Synthetic Lagrangian Turbulence by Generative Diffusion Models

Currently, there are significant challenges in studying the statistical and geometrical properties of particles carried by the fluid in turbulence. Despite outstanding efforts in theory, numerical simulations, and experiments over the past 30 years, there is still a lack of models that can realistically reproduce the statistical and topological features of the trajectories of turbulent particles. This study proposes a machine learning method based on the latest diffusion model (DM) that can generate trajectories of individual particles in three-dimensional high-Reynolds-number turbulence, thereby bypassing the need for direct numerical simulations or experiments to obtain reliable Lagrangian data.

Paper Information: The authors of this paper are from the University of Rome and other institutions, and it was published in the April 2024 issue of Nature Machine Intelligence.

Research Methods: (a) Research Process This study first uses direct numerical simulations (DNS) to generate high-Reynolds-number turbulent fields governed by the three-dimensional Navier-Stokes equations, and tracks a large number (327,680) of Lagrangian particle trajectories to construct a high-quality training dataset. The diffusion model (DM) is then trained on this dataset, resulting in two models: DM-1c for generating a single velocity component and DM-3c for simultaneously generating three correlated velocity components.

(b) Main Results - The generated synthetic data can well reproduce the probability distribution functions of turbulent particle velocity increments and accelerations, including the observed extreme event tails up to 60 standard deviations. - The synthetic data can accurately reproduce multiscale statistics, such as velocity increment structure functions and generalized flatness, from large scales to the Kolmogorov scale (including the Kolmogorov-inertial transition range), and capture the intermittency enhancement in the critical region. - The synthetic data accurately reproduces the behavior of local scaling exponents, which is the most stringent multiscale test in turbulence statistics.

© Research Significance This work overcomes the previous challenge of theoretical and empirical models being unable to generate synthetic trajectories with realistic turbulence statistics across the entire dynamic range.
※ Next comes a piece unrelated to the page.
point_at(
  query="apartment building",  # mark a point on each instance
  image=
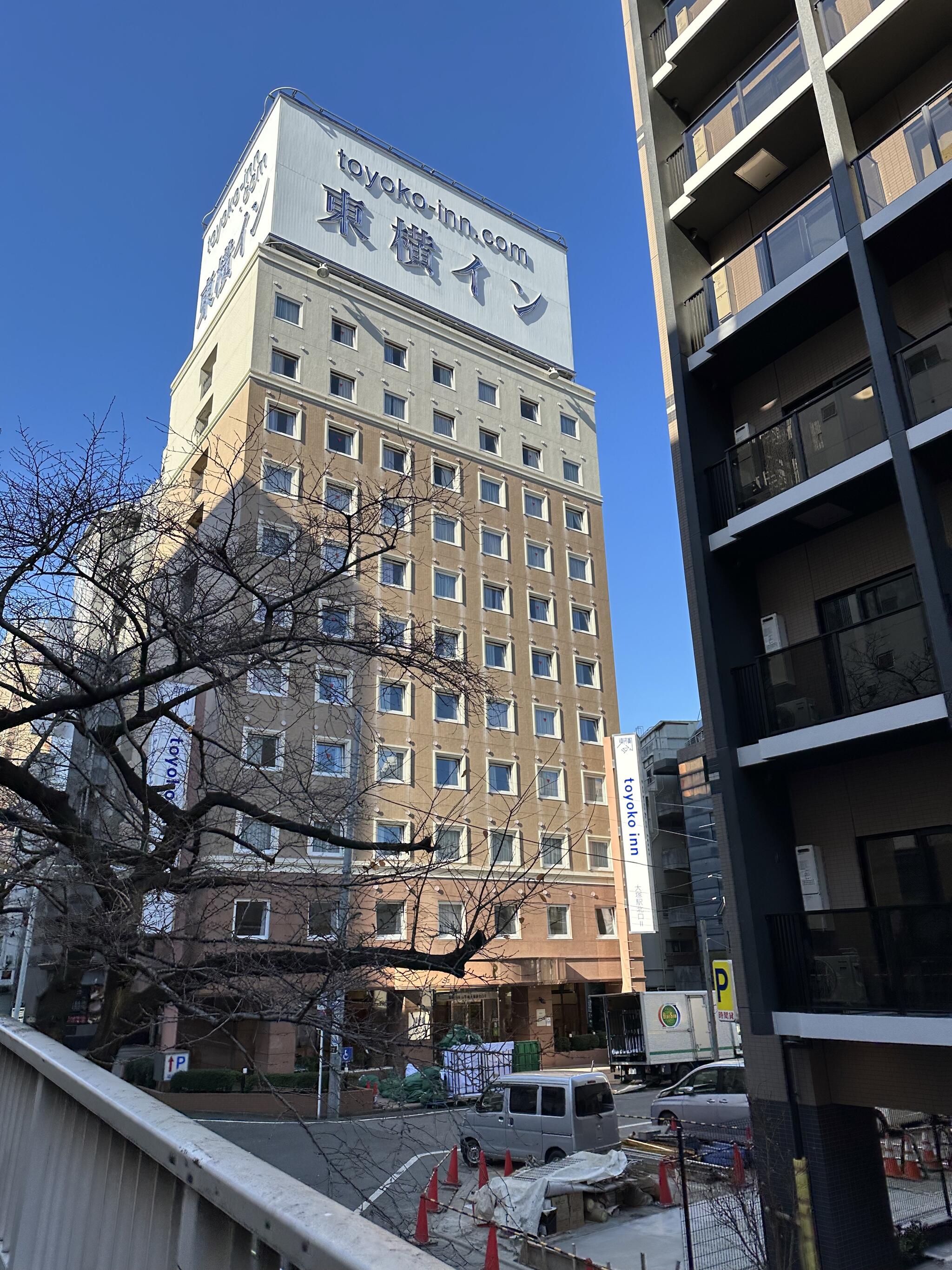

The proposed data-driven model can produce high-quality, large-volume artificial data, providing powerful support for various downstream tasks (such as diffusion and mixing) in turbulence applications that require pre-training. Additionally, the model demonstrates excellent extrapolation capabilities for extreme events, generating previously unseen high-intensity, low-probability events while still preserving true statistical features.

(d) Research Highlights - First use of the latest diffusion model to generate three-dimensional turbulent Lagrangian particle trajectories - Highly faithful reproduction of various classic statistics from large scales to the Kolmogorov scale - Demonstrates the ability to extrapolate extreme events, breaking the limitations of previous models - Provides a new avenue for producing large volumes of high-quality synthetic data in turbulence-related fields

(e) The work further explores issues related to training convergence, generalization ability, interpretability, and computational cost. Although the current model cannot yet adapt to different flow conditions, future integration with conditional diffusion models is expected to achieve broader applicability. Overall, this research provides powerful data support for a deeper understanding of turbulent phenomena and accelerates the development of downstream tasks.